Racconta il mio barbiere, che poi è una parrucchiera, Marcella, 26 anni, di Alessandria: «In Italia mi facevano fare la stagista a 400 euro al mese per tre mesi e poi dovevo cercarmi un altro posto. Qui mi assumono e guadagno abbastanza per vivere». Paga 400 sterline al mese per un letto in una stanza con un’amica in una casa con dieci coinquilini (tutti italiani), ma è più contenta e realizzata di prima.
Antonia, 24 anni, di Pescara, cameriera al mio ristorante giapponese preferito, è ancora più entusiasta: «Con le mance prendo 500 sterline alla settimana, 2 mila sterline al mese. Guadagno più io di mio padre». Molti lavorano mentre fanno l’università: un compagno di studi italiano di mio figlio è stato assunto come centralinista in un albergo.
Ci sono quelli che devono accontentarsi di 7 sterline l’ora per preparare caffè e cappuccini da Starbucks o Caffè Nero, due delle grandi catene di caffetterie (all’italiana) della città. Bisogna adattarsi, comunicare con famiglia e amici via Skype, tornarli a trovare ogni tanto con i voli a basso costo di Easyjet e Ryan Air.

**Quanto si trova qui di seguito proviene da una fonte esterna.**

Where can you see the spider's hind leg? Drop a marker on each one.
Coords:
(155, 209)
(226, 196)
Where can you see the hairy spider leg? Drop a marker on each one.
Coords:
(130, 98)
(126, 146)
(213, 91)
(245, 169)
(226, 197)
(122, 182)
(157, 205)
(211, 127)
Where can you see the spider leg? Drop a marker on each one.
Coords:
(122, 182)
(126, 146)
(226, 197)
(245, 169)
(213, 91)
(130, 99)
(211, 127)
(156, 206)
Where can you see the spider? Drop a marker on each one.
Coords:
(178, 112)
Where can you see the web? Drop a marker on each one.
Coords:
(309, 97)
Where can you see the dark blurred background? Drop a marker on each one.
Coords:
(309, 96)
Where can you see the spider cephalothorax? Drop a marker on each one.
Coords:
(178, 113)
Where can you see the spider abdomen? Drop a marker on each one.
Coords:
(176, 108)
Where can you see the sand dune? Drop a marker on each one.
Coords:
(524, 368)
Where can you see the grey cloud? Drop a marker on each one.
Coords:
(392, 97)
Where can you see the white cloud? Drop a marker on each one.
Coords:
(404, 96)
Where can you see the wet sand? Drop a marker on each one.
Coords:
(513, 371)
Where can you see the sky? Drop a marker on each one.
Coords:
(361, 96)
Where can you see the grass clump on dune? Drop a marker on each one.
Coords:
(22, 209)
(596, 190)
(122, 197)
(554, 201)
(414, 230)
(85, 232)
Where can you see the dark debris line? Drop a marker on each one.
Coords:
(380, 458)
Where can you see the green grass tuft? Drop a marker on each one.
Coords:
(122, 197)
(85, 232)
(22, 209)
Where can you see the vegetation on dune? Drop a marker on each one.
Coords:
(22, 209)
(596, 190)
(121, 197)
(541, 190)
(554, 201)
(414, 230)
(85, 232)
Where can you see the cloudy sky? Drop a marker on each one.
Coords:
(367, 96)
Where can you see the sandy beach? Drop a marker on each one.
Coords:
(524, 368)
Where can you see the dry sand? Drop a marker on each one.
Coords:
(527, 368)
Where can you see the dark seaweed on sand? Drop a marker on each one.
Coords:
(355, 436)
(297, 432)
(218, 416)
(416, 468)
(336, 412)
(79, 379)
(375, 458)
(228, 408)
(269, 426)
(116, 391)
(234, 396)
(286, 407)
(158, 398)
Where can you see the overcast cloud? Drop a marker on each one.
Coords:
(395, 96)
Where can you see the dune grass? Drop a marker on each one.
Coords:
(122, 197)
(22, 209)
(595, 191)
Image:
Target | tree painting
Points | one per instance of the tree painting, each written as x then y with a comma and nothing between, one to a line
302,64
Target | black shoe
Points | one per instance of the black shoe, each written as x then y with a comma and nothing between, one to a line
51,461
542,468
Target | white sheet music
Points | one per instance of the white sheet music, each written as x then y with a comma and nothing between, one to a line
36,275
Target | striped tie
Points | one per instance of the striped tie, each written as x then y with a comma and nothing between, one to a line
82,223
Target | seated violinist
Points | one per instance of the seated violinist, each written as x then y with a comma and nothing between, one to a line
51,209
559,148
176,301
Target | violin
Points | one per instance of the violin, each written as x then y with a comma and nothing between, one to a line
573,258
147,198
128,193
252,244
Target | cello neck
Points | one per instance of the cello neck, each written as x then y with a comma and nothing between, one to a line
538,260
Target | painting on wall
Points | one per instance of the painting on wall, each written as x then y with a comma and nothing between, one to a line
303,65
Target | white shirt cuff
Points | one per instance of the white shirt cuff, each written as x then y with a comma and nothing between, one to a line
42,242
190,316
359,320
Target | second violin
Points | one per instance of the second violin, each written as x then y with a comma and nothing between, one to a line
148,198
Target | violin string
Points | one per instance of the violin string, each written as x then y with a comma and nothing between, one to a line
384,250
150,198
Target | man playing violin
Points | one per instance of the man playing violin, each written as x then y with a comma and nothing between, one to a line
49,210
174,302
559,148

Ma ci sono pure quelli che hanno fatto centro ad alto livello: come Ferdinando Giugliano, laurea e Phd in economia a Oxford, ora redattore del Financial Times, o Giandomenico Iannetti, anche lui uscito da Oxford, adesso docente di neurologia alla Ucl (University College London), dove ha ricevuto 2 milioni di sterline di finanziamenti per le sue ricerche.
E poi ci sono gli italiani che il lavoro se lo sono creati qui da soli, in ogni campo: uno per tutti Riccardo Zacconi, l’inventore di Candy Crush, il giochino per telefonini con utenti in tutto il mondo, titolare di una fortuna di 700 milioni di sterline partita come start-up e approdata in Borsa. I business italiani o rivolti agli italiani di Londra sono così tanti, in effetti, che sono nate anche le pagine gialle tricolori, sul web, The Italian Community London, con più di 2 mila inserzionisti (peraltro gratuiti) – e anche questa è una start-up italiana.
Insomma, “gli italiani non sono pigri” , come afferma fin dal titolo il libro di Barbara Serra, conduttrice dagli studi di Londra di Al Jazeera, la tivù di news araba, anche lei un’immigrata italiana che si è affermata lungo le rive del Tamigi. Non è questione di pigrizia, bensì di opportunità e merito, verrebbe da concludere. Beninteso, non tutti pensano di trasferirsi a Londra per sempre: un conto è vivere in due in una stanza, un altro metter su famiglia. Ma intanto la “Piccola Italia” cresce, lavora e produce. London calling, Italy risponde.